毒を吐き出し安定する僕

 カヨネェは僕の頭から手を離し、フラペチーノを勢い良く吸い上げ、僕の目を真っ直ぐ見つめた。

「上手く言えないけどさ、ごちゃごちゃとした考えとか、自分なんてクズだっていう考えとか、そういうのって、エイコが優しいから湧く事なんだよね。そんなエイコには、正しい心があるって、私思ってるよ。その正しい心に沸いた違和感が、エイコの悩みの正体なんだよ。単純な話、人の嫌がる事をするのって、違和感があるでしょ? ん? 罪悪感っていうのかな……まぁ、わかんないけど、その感覚を払拭する事が、正しい事なんだと、私は思ってる」

 正しい心かどうかは、分からない。

 けれど僕は、カヨネェに影響されて、正しくあろうとは、思っている。

「……うん」

「それが結果、人を救う事になる。そう信じてる」

「……うん」

 カヨネェが言うと、説得力がある。頭の悪いカヨネェは感覚で生きてて、その感覚は、僕が知る限り、いつも正しかった。

 カヨネェには、ナイフで部屋を傷つけていた中一の僕に対して違和感を抱いて、僕の部屋に来て、部屋の修繕をしてくれた過去がある。あれは紛れもなく、救いだった。
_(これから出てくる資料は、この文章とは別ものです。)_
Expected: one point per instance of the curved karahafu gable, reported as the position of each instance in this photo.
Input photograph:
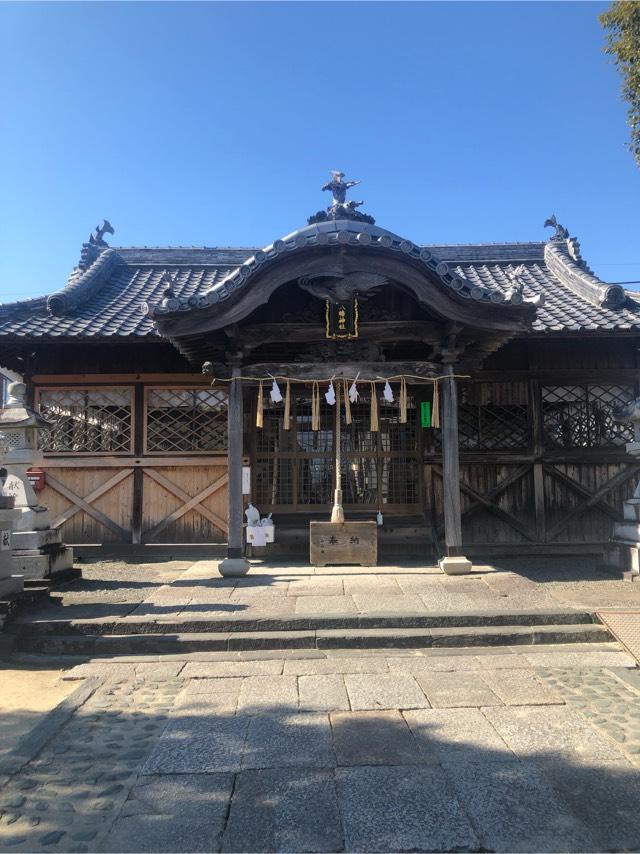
(341, 248)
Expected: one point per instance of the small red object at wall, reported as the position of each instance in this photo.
(37, 478)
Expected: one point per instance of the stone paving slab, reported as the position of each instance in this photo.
(457, 734)
(377, 603)
(402, 809)
(626, 627)
(580, 658)
(322, 693)
(325, 605)
(284, 810)
(259, 694)
(382, 691)
(185, 812)
(514, 809)
(375, 738)
(519, 688)
(604, 795)
(547, 731)
(209, 670)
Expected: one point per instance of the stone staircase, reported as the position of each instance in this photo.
(139, 636)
「ふふはは。エイコが人を貶めて愉快になる子じゃなくて、良かったよ。エイコが正しく生きるお手伝いをしたいーって、思える」

 カヨネェの言葉を受けて、僕は瞬時にセイヤの事を、思い浮かべた。

 アイツは、そういうヤツだった。そして過去の僕も、そういうヤツ、だった……。

 経験が人を変える。僕は変わった。カヨネェのように正しく生きたいと、思えるようになった。

 そしてきっと……セイヤも変わった……。


 大人になるって、こういう事……?


「……居るよね、そういう人」

「居るねー。なぁんであんなスッキリしない事をするのかね」

「愉快っていうか……優越感をね、得られるんだよ。まるで自分が特別になったかのように、思えるんだ……モテモテになった気になってっ……他人を見下してっ……調子にのってっ……調子にのってる内はいいんだけど、ちょっとでも綻びが出来ると、波が引いていくように、一斉に周りから人が居なくなるんだよ」

「……ふはは。昔の話でしょ? 私と出会う前の」

「うん……今は、なんて下らない事をしてたんだって思うし、あの時の自分が、嫌い」

「んー……じゃあ、いいじゃん。幼かったんだよ。恥ずかしい事じゃないよ」

 カヨネェは優しく微笑み、机の上に置いてあった僕の手を、ギュッと握った。

「私は馬鹿で、過去の事忘れながら生きてるから、昔の事を思い出して反省したりとか、あんまりしないけど、エイコは辛いね。頭良いから覚えちゃってるんでしょ? 辛い辛い……よしよし」

「……はは。カヨネェが居るから、そうでもないよ」

 僕は、幸せだよ。

 話を聞いてくれて、物分りが良くて、僕を擁護してくれて、正しい道を示してくれる、カヨネェが居るから。

 僕は、幸せだよ。

 正しく生きたいって、思えたよ。


 カヨネェは残りわずかとなった仕事に勤しむため、職場へと戻っていった。僕はカヨネェに車で家まで送ってもらうため、ショッピングモールの中をウロウロと散策する。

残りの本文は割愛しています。